Votto, who finished second in the NL with a .324 batting average and third in home runs (37) and runs batted in (113), received 31 of 32 first-place votes and 443 total points in balloting by the Baseball Writers’ Association of America.
Pujols, the St. Louis Cardinals’ first baseman who led the NL in homers (42) and RBI (118), received the other first- place vote and was second on 21 other ballots for 279 points, while batting-average leader Carlos Gonzalez of the Colorado Rockies was third with 240 points.
“I was surprised,” Votto said of the disparity in the voting results. “When I found out I won the National League MVP I thought I must have snuck it in there. I didn’t think it would be so conclusive.”
Players received 14 points for first place, nine for second, eight for third, on down to one for 10th in the balloting that was completed before Major League Baseball’s postseason.
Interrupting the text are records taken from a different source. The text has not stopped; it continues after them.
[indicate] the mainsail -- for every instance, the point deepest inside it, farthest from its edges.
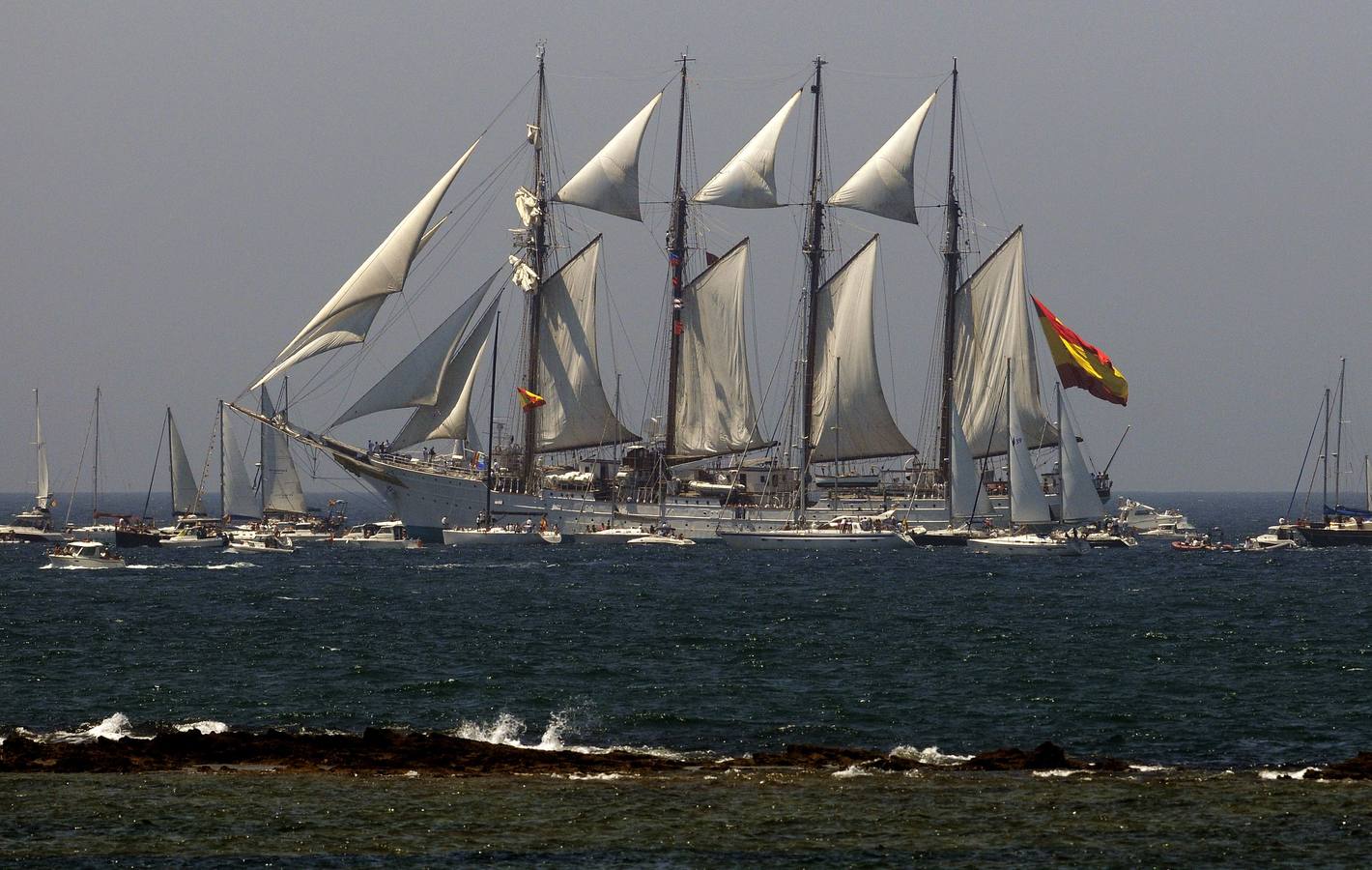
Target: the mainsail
(885, 184)
(415, 380)
(450, 415)
(281, 489)
(349, 314)
(186, 493)
(992, 327)
(748, 180)
(610, 182)
(577, 412)
(715, 411)
(851, 419)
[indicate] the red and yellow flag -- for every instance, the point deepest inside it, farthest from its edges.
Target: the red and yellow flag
(529, 399)
(1080, 363)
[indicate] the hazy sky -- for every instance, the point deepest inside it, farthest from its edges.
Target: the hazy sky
(186, 184)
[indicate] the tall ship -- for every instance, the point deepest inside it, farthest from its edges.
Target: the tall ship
(705, 461)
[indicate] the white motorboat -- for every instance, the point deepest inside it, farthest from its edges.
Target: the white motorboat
(388, 534)
(82, 555)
The San Diego Padres’ Adrian Gonzalez was fourth (197 points, followed by Colorado’s Troy Tulowitzki (132) in fifth, Philadelphia Phillies pitcher Roy Halladay (130) in sixth and the San Francisco Giants’ Aubrey Huff (70) in seventh.
Votto, a 27-year-old who was born in Toronto, was named a first-time All-Star in 2010, his fourth season in the major leagues.
He led the NL with a .424 on-base percentage and a .600 slugging percentage, demonstrating his ability to both get on base and hit for power. Votto’s 34 go-ahead hits led the major leagues, according to ESPN.com.
The effort helped propel the Reds to a 91-71 record, the NL Central Division title and the team’s first playoff appearance in 15 years.
During the 2009 season, Votto spent time on the disabled list while dealing with depression and anxiety attacks following the sudden death of his 52-year-old father the previous August. One attack “got to the point where I felt I was going to die,” he told reporters upon his return, according to MLB.com.
Today, Votto said it was too early to put the past couple years in perspective with what he’s accomplished.
“Not to be dramatic or anything, but after I was told I couldn’t help but cry because I know how much something like this meant to me and would have meant to my father,” he said on a conference call with reporters. “I have overcome a lot, and I am very proud of myself.”
The Reds’ 1995 playoff season also marked the last time a Cincinnati player was named MVP, when shortstop Barry Larkin took the honor.
Reds players have won 10 other MVPs since the award was first given out in 1911. The others are Ernie Lombardi (1938), Bucky Walters (1939), Frank McCormick (1940), Frank Robinson (1961), Johnny Bench (1970, 1972), Pete Rose (1973), Joe Morgan (1975, 1976) and George Foster (1977).
Today’s results marked the eighth time that Pujols finished in the top three in MVP voting, one behind all-time leader Barry Bonds, who won the award a record seven times.
Pujols, who also was named NL MVP in 2005, would have become the first player other than Bonds to claim the honor four times.
The 30-year-old Pujols led the NL with 42 home runs, 118 RBI and 115 runs scored as the Cardinals went 86-76 to finish five games behind the Reds in the NL Central Division, missing the playoffs. His .312 batting average was sixth in the league, his on-base percentage (.414) trailed only Votto and his .596 slugging percentage was third.
Carlos Gonzalez, 25, led the NL with a .336 batting average and 351 total bases, posting 34 home runs and 117 RBI.
His .289 batting average in road games was .91 lower than at home. He had 26 homers and 76 RBI at offense-friendly Coors Field, compared with eight home runs and 41 RBI in three fewer road games.
“Albert is the great player,” Votto said. “Myself and Carlos Gonzalez, we’re learning how to be major leaguers and establish ourselves.”